US 12,464,174 B1
	Objective video quality assessment models based on bitstream, and additional pixel domain features
Yongjun Wu, Bellevue, WA (US); Hai Wei, Seattle, WA (US); Sriram Sethuraman, Bangalore (IN); Yixu Chen, Seattle, WA (US); and Zaixi Shang, Austin, TX (US)
Assigned to Amazon Technologies, Inc., Seattle, WA (US)
Filed by Amazon Technologies, Inc., Seattle, WA (US)
Filed on Dec. 14, 2022, as Appl. No. 18/066,202.
Int. Cl. H04N 21/234 (2011.01); G06V 10/70 (2022.01); H04N 19/124 (2014.01); H04N 19/139 (2014.01); H04N 21/2187 (2011.01)

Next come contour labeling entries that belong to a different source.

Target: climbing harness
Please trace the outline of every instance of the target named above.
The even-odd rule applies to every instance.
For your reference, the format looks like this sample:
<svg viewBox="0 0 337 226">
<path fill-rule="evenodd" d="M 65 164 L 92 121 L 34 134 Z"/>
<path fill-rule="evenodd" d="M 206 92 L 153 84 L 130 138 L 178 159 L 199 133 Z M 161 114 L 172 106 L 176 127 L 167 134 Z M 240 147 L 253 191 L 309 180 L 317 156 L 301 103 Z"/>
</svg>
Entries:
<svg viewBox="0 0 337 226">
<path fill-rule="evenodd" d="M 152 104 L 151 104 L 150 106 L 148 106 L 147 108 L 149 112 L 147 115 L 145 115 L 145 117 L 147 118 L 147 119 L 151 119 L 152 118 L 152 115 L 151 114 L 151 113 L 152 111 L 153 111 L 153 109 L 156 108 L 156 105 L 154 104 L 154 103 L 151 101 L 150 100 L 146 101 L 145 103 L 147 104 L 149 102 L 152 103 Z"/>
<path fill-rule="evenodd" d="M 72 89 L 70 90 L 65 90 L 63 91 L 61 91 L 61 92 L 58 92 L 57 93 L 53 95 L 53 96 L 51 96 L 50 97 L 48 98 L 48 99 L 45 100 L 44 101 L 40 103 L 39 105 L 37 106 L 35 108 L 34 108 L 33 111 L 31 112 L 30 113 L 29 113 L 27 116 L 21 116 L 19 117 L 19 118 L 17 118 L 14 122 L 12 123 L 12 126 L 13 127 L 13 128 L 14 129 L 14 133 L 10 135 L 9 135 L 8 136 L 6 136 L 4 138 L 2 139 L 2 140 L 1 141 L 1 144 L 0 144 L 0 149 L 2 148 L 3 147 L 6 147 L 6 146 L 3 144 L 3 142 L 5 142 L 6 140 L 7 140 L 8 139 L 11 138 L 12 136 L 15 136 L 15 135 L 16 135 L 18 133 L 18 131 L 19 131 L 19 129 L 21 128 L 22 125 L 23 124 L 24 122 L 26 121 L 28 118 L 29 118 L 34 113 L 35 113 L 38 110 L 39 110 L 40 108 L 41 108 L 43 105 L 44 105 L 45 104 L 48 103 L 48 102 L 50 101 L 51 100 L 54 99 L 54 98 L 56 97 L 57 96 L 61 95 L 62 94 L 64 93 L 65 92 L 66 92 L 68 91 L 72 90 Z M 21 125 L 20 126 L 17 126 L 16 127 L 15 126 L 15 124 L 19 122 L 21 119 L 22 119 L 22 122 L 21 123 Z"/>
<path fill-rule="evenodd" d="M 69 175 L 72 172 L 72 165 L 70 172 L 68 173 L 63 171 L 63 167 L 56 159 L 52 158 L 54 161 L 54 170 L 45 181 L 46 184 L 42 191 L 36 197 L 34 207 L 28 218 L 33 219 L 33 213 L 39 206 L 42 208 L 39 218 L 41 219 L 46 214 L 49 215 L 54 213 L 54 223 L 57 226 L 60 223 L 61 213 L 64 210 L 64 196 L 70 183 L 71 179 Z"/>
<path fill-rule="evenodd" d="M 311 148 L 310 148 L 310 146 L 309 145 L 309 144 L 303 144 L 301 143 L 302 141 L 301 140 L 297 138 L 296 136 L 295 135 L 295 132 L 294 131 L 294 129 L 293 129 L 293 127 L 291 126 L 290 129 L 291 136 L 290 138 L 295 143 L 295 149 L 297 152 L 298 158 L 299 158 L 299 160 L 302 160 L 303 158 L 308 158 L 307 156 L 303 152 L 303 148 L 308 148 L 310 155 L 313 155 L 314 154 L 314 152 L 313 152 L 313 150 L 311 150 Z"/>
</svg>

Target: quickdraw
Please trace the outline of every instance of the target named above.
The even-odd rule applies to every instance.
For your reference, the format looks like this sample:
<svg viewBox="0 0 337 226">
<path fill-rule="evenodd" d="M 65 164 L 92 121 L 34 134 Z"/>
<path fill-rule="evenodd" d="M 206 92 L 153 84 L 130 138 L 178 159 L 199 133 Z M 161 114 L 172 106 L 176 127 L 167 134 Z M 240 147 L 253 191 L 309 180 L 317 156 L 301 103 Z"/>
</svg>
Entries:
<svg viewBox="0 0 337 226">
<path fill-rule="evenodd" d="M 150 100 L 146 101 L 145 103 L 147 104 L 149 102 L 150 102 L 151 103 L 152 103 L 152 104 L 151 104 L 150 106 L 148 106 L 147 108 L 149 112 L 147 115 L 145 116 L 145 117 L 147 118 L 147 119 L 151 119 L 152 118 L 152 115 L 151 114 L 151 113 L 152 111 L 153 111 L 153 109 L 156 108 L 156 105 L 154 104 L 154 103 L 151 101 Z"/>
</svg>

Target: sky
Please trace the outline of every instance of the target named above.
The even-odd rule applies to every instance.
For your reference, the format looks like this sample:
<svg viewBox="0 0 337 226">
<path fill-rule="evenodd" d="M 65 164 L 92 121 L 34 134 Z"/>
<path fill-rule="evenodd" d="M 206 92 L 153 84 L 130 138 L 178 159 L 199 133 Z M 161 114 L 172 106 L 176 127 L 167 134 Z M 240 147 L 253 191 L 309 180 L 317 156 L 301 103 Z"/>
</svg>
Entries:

CPC H04N 21/23418 (2013.01) [G06V 10/70 (2022.01); H04N 19/124 (2014.11); H04N 19/139 (2014.11); H04N 21/2187 (2013.01)]

20 Claims

1. A system, comprising:

one or more processors; and

one or more memories storing computer-executable instructions that, when executed by the one or more processors, configure the one or more processors for:

receiving video content comprising video frames;

determining metadata features comprising a quantization parameter (QP) or Constant Rate Factor (CRF), a codec, a bit depth, an average bitrate, a frame rate, and a resolution of the video content;

determining a first video quality score of the video content using a first trained random forest model by providing the metadata features as inputs to the first trained random forest model;

determining a second video quality score using a second machine learning model and a third video quality score using a third machine learning model, wherein the second machine learning model is trained on video content having spatial information above a threshold value and the third machine learning model is trained on video content having spatial information below the threshold value;

determining average QP, spatial and temporal motion weighted QP, frame average motion magnitude, motion direction, motion randomness, encoding block statistics, frame size, local frequency-coefficients-weighted, and variance-weighted encoding error of the video frames during an encoding or a decoding of the video content, wherein the temporal motion weighted QP is based on a normalized average motion vector length for each frame of video content;

determining a residual prediction of the first video quality score based on the first video quality score, the second video quality score, the third video quality score, average QP, spatial motion weighted QP, frame average motion magnitude, motion direction, motion randomness, encoding block statistics, frame size, local frequency-coefficients-weighted, and variance-weighted encoding error of the video frames using a second trained random forest model; and

determining a second video quality score based on the first video quality score and the residual prediction.